Paper No. 9
Presentation Time: 3:55 PM
INTEGRATED GEOLOGICAL AND GEOPHYSICAL STUDIES OF STRUCTURE AND EVOLUTION OF CENTRAL EUROPE
In 1997, a sequence of ambitious controlled source geophysical experiments began. These experiments (POLONAISE’97, CELEBRATION 2002, ALP2002, and SUDETES 2003) produced 19,000 km of interlocking refraction profiles and were only been possible due a massive international cooperative effort. They, along with the BOHEMA, ALPASS, and PASSEQ teleseismic experiments, have and continue to provide exciting new insights into the structure and evolution of the lithosphere extending from Poland and the Czech Republic on the north to Croatia on the south. As reflected in structures within the Trans-European Suture Zone (TESZ), Bohemian massif, Eastern Alps and Carpathians, Pannonian basin, and Dinarides, Central Europe has experienced a complex tectonic history that includes three geologically recent periods of mountain building due to accretion of terranes during the Caledonian and Variscan orogenies and the complex collision and subduction that has produced the Alps and the Dinarides and is still active. In addition, extension has affected region on several occasions. First, the super-continent Rodinia broke-up near the Cambrian-Precambrian boundary and formed the rifted margin of southwest Baltica (East European craton-EEC); extension was widespread after the Variscan orogeny especially in the Polish-North German basin; and the Eger rift and Pannonian basin have experienced extension during the Cenozoic.
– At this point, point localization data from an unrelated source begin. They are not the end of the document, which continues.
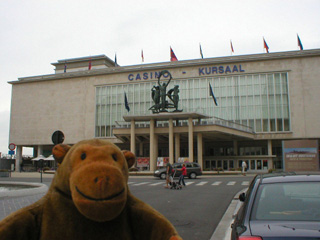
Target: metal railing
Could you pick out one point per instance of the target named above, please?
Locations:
(203, 122)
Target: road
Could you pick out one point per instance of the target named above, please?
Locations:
(195, 211)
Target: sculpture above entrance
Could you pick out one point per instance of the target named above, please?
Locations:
(159, 95)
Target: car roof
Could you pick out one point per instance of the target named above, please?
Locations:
(289, 177)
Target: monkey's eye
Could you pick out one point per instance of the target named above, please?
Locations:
(83, 156)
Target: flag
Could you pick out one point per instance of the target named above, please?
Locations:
(89, 67)
(231, 46)
(212, 95)
(173, 56)
(126, 104)
(201, 51)
(265, 45)
(299, 43)
(142, 57)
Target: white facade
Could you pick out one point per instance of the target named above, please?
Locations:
(67, 101)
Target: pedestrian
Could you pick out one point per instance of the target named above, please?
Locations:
(168, 175)
(244, 168)
(183, 174)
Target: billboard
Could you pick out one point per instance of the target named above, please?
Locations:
(300, 155)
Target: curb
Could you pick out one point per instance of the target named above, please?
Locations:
(31, 189)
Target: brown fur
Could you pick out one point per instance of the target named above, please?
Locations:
(89, 199)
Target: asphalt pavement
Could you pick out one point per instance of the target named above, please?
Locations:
(11, 203)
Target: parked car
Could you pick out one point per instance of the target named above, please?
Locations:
(193, 170)
(279, 206)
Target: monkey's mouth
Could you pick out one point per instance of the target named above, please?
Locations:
(100, 199)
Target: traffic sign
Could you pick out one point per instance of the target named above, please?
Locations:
(12, 146)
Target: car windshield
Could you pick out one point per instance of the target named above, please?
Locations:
(297, 201)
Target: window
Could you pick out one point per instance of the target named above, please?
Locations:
(298, 201)
(260, 101)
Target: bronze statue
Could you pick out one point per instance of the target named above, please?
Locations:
(159, 95)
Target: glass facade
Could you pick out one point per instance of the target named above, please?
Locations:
(260, 101)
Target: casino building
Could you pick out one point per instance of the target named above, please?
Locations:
(263, 102)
The highlights of these experiments include: 1) Clear crustal thickening from the Pannonian basin across the Carpathians to the TESZ region that, together with the configuration of reflectors in the lithospheric mantle, suggest northward subduction of mantle underlying Carpathian-Pannonian plate under the European plate at some time during the Mesozoic or Cenozoic; 2) Convergence and extrusion in the Eastern Alps has produced a fragmentation of the lithosphere to east into three blocks, Europe (EU), Adria (AD) and the Pannonian fragment (PA); and 3) The rifted margin of the EEC is largely in tact suggesting that the Caledonian and Variscan orogenies in this area were relatively “soft”.